The allocator in radeon is simpler because it only had to deal with 
a limited number of fence timelines. The one in amdgpu is a bit more 
complex because of the added complexity for more fence timelines.

We could take the one from amdgpu and use it for radeon and others 
as well, but the allocator proposed here doesn't even remotely 
matches the requirements.

But again, what *are* those missing requirements exactly? What is the 
pathological case you see for the current code?

Well very low CPU overhead and don't do anything in a callback.

Well, dma_fence_wait_any() will IIRC register callbacks on all affected 
fences, although admittedly there is no actual allocator processing in them.

From what I can tell the amdgpu suballocator introduces excessive 
complexity to coalesce waits for fences from the same contexts, 
whereas the present code just frees from the fence callback if the 
fence wasn't already signaled.

And this is exactly the design we had previously which we removed 
after Dave stumbled over tons of problems with it.
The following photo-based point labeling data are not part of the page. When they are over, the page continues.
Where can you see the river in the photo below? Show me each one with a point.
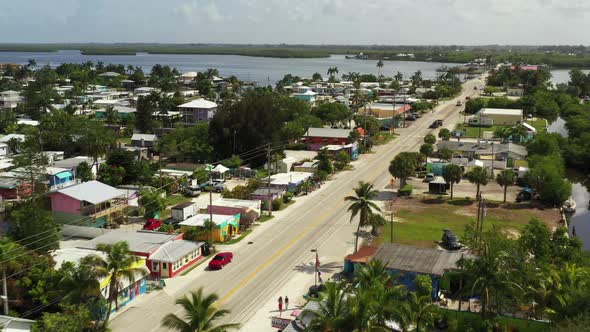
(581, 218)
(262, 70)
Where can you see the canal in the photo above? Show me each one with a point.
(580, 220)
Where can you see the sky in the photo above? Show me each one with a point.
(362, 22)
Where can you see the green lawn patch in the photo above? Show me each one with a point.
(421, 223)
(240, 238)
(176, 199)
(473, 132)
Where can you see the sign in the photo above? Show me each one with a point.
(280, 323)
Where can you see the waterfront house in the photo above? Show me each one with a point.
(92, 202)
(226, 226)
(316, 138)
(198, 110)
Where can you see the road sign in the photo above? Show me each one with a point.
(280, 323)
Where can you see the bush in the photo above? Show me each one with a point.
(277, 204)
(287, 198)
(406, 190)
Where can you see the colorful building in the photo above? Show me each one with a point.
(225, 226)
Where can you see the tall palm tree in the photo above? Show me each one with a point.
(333, 314)
(362, 206)
(118, 263)
(505, 178)
(199, 314)
(479, 176)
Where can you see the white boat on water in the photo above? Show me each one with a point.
(569, 205)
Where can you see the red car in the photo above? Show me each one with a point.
(220, 260)
(152, 224)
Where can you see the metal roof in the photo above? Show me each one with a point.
(172, 251)
(199, 103)
(93, 192)
(139, 241)
(414, 259)
(328, 132)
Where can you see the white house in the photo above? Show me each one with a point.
(198, 110)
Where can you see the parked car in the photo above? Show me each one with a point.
(220, 260)
(450, 241)
(152, 224)
(429, 177)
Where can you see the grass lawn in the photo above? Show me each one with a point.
(473, 132)
(420, 223)
(176, 199)
(539, 124)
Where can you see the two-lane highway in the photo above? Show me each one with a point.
(278, 246)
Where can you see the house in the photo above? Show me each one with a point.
(249, 210)
(406, 262)
(501, 116)
(15, 324)
(14, 188)
(144, 140)
(129, 289)
(308, 166)
(266, 193)
(166, 255)
(10, 99)
(95, 200)
(174, 257)
(289, 181)
(198, 110)
(225, 226)
(73, 163)
(123, 112)
(316, 138)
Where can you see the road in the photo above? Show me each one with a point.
(267, 259)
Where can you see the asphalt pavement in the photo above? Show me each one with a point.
(265, 261)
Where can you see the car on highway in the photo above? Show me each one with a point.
(449, 240)
(152, 224)
(220, 260)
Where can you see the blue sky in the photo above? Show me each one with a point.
(301, 21)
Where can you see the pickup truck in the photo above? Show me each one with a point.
(152, 224)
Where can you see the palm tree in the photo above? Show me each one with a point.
(362, 206)
(8, 251)
(199, 314)
(479, 176)
(333, 314)
(505, 178)
(118, 263)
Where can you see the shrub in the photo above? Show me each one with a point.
(406, 190)
(277, 204)
(287, 198)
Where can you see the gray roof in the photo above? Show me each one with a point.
(93, 192)
(414, 259)
(145, 137)
(139, 241)
(328, 132)
(172, 251)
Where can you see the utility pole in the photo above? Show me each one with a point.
(268, 181)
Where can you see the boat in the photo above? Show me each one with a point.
(569, 205)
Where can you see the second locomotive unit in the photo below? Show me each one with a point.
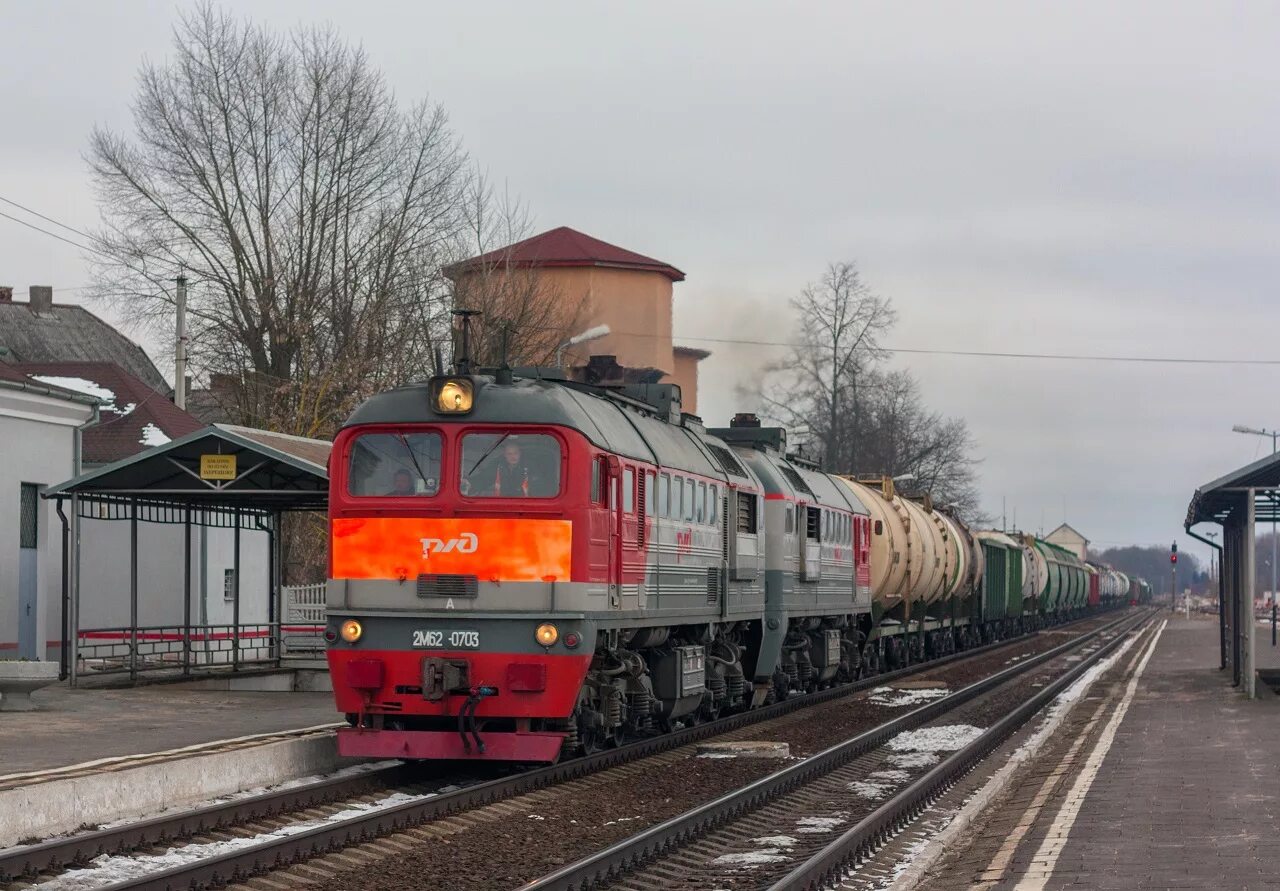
(525, 566)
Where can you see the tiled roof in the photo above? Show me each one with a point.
(68, 333)
(565, 247)
(312, 451)
(135, 416)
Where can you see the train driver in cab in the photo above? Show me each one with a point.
(402, 484)
(512, 476)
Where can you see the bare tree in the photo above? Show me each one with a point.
(865, 417)
(311, 211)
(521, 310)
(841, 321)
(901, 437)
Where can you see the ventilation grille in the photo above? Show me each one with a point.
(795, 479)
(447, 585)
(28, 515)
(725, 529)
(714, 583)
(641, 507)
(726, 460)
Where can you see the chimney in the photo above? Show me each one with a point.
(41, 297)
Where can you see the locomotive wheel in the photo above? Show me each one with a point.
(781, 686)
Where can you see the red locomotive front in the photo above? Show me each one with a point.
(461, 563)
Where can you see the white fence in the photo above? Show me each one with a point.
(302, 626)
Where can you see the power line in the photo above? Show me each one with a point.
(977, 353)
(48, 219)
(903, 351)
(53, 234)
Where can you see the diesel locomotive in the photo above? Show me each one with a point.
(525, 566)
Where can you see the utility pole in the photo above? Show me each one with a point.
(179, 364)
(1271, 503)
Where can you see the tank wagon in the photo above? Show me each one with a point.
(525, 566)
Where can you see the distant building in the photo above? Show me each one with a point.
(626, 291)
(40, 330)
(62, 360)
(1068, 538)
(133, 416)
(37, 434)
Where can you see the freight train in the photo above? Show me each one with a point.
(525, 566)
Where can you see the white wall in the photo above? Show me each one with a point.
(105, 574)
(37, 441)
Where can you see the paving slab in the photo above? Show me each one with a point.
(83, 725)
(1187, 795)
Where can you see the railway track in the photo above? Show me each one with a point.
(772, 832)
(268, 825)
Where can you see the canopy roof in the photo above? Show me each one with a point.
(1226, 497)
(272, 471)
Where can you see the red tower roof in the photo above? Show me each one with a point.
(565, 247)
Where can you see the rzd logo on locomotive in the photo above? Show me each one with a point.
(466, 543)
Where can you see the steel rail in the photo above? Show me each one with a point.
(32, 859)
(679, 831)
(862, 840)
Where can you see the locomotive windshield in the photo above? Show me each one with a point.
(506, 465)
(396, 465)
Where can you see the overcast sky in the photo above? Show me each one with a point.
(1016, 177)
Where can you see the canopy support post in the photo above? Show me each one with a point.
(133, 589)
(236, 594)
(186, 592)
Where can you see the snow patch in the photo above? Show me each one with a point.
(816, 825)
(108, 868)
(947, 738)
(752, 859)
(872, 791)
(87, 388)
(154, 435)
(914, 759)
(776, 841)
(891, 698)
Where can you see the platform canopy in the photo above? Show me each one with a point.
(218, 466)
(1238, 502)
(1226, 497)
(220, 476)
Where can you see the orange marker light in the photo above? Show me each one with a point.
(547, 634)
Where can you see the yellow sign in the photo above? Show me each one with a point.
(218, 466)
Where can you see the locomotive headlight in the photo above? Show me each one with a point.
(455, 397)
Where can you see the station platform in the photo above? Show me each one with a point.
(1161, 777)
(91, 755)
(83, 725)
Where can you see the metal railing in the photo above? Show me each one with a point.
(172, 648)
(302, 630)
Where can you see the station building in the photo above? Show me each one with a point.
(592, 283)
(76, 394)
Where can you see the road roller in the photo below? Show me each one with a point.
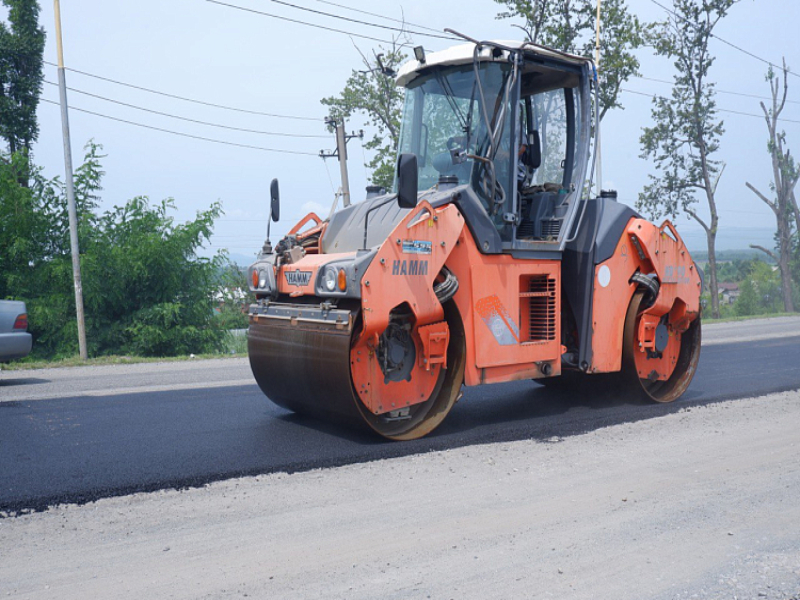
(490, 259)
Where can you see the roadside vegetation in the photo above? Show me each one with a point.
(147, 292)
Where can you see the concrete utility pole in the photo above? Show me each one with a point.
(71, 209)
(597, 151)
(341, 153)
(341, 147)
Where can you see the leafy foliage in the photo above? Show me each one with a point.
(372, 93)
(21, 49)
(687, 132)
(569, 25)
(145, 290)
(760, 291)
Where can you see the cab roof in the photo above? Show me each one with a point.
(463, 53)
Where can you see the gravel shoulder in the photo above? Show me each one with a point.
(697, 504)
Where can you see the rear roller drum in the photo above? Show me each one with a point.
(640, 369)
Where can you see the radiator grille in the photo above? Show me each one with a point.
(537, 308)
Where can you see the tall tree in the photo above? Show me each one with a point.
(569, 25)
(785, 174)
(372, 93)
(687, 131)
(21, 51)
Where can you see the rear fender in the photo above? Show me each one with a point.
(649, 249)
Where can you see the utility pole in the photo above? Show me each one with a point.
(597, 151)
(341, 153)
(71, 209)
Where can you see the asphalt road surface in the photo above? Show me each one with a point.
(149, 432)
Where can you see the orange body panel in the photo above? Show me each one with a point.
(404, 271)
(649, 249)
(298, 279)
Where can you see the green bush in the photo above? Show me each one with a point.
(146, 292)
So is the worry that those problems have spilled over in this code then? 
It's been pretty extensively tested, or is it you should never really 
use dma-fence callbacks?

The fence signalling code that fires that callback is typcally always 
run anyway on scheduler fences.

The reason we had for not using the amdgpu suballocator as originally 
planned was that this complexity made it very hard for us to 
undertand it and to fix issues we had with it.

Well what are those problems? The idea is actually not that hardware 
to understand.

We hit memory corruption, and we spent substantially more time trying to 
debug it than to put together this patch, while never really 
understanding what  happened, nor why you don't see that with amdgpu.

We could simplify it massively for the cost of only waiting for the 
oldest fence if that helps.

Let me grab the latest version from amdgpu and give it a try again, but 
yes I think that to make it common code we'll need it simpler (and my 
personal wish would be to separate the allocator functionality a bit 
more from the fence waiting, which I guess should be OK if the fence 
waiting is vastly simplified).

/Thomas

Regards,
Christian.

Regards,

Thomas